After a week of dithering, the Bush Administration has finally decided to send Secretary of State Condoleezza Rice to the Middle East. But when Condi arrives on Friday, ten days after the fighting between Israel and Hezbollah began, she won't try and push for an immediate ceasefire.
In 1993 and 1996, Secretary of State Warren Christopher launched a vigorous push for diplomacy that quieted fighting between the Israeli army and Lebanese militants. But today, according to the Wall Street Journal, Bush and Rice "have no intention of launching a similar round of diplomacy to end the current fighting. Visiting Damascus is out of the question. And a cease-fire isn't their most pressing aim, they say."
No, Condi's belatedly stopping by "to build support for the effective crippling of Hezbollah." An ambitious goal, but shouldn't an end to the violence come first?

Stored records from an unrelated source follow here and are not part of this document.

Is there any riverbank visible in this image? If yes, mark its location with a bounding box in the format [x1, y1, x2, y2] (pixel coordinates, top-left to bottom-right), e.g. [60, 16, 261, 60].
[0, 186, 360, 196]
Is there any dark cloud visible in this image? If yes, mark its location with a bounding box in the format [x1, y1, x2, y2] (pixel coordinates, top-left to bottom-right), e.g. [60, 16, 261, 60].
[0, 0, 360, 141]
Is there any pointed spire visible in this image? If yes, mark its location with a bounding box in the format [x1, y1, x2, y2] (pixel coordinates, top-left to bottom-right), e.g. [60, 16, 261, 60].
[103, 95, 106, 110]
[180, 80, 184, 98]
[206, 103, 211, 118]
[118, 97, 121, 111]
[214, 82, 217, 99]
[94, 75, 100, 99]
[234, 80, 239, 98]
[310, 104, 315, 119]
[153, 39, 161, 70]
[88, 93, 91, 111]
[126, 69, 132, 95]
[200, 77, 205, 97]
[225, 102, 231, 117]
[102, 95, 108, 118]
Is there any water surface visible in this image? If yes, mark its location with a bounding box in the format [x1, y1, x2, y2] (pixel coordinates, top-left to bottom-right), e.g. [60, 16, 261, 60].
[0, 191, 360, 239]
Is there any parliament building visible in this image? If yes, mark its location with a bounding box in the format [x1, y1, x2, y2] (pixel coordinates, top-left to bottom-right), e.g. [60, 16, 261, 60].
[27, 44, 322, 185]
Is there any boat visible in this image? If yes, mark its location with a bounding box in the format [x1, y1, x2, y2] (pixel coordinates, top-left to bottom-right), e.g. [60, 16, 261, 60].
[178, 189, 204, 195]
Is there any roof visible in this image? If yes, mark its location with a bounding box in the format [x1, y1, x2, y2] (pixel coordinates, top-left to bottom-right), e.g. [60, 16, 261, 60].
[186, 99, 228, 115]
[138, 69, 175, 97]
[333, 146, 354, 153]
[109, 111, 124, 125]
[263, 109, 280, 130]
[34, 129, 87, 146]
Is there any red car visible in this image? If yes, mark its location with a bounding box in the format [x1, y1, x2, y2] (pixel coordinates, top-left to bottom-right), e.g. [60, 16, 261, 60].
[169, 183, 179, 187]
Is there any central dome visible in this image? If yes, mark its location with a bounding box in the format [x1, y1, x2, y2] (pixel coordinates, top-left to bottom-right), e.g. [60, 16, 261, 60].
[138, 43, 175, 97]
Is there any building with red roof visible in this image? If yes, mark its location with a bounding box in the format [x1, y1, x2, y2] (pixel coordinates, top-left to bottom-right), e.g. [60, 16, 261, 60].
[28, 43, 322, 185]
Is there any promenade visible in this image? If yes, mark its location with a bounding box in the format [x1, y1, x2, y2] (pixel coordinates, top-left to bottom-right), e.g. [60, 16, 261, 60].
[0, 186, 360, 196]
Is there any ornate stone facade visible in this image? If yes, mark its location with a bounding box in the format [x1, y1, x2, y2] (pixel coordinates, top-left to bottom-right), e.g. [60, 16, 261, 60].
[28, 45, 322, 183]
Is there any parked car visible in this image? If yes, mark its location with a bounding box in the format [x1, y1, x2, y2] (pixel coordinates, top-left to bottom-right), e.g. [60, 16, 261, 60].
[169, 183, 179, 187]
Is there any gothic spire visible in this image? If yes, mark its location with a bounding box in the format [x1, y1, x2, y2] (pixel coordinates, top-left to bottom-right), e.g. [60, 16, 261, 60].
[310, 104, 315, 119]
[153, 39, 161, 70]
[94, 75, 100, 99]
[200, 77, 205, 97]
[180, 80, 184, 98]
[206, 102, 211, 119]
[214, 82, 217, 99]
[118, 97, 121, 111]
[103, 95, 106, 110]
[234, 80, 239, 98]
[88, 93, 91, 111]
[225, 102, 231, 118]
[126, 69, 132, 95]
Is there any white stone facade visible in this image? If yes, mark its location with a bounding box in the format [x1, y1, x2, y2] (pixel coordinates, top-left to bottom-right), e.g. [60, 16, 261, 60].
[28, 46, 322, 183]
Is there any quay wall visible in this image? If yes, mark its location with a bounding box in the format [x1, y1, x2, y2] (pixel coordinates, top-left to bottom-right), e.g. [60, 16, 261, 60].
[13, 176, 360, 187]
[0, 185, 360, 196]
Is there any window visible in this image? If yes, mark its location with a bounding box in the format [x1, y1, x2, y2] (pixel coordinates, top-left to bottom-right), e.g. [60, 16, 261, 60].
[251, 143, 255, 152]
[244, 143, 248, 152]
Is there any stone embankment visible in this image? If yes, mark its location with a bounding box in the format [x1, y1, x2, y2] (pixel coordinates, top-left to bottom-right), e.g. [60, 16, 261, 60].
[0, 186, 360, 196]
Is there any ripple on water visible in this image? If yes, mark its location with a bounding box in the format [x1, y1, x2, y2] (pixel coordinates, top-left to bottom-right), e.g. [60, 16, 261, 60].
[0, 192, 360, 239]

As the WSJ notes, the continued Israeli bombing and recent incursion into South Lebanon will likely only strengthen the standing of Hezbollah and Iran, while weakening the fragile, anti-Syrian, government of Lebanese Prime Minister Fouad Siniora. If Hezbollah attacks Tel Aviv and Israel responds by hitting Syria, the entire region could go up in flames.
That's why "many top officials in Europe and Arab capitals are calling for a far speedier end to the current fighting than Washington supports. Some are calling for the introduction of international peacekeeping forces into Southern Lebanon."
Not surprisingly, the Bush Administration has thus far brushed off that idea, similar to the way they belittled the Clinton Administration's peace talks between Israel and the Palestinian Authority and then did nothing to push the so-called "road map" for peace.
Their only policy towards the region seems to have been the invasion of Iraq. A world of good that's done.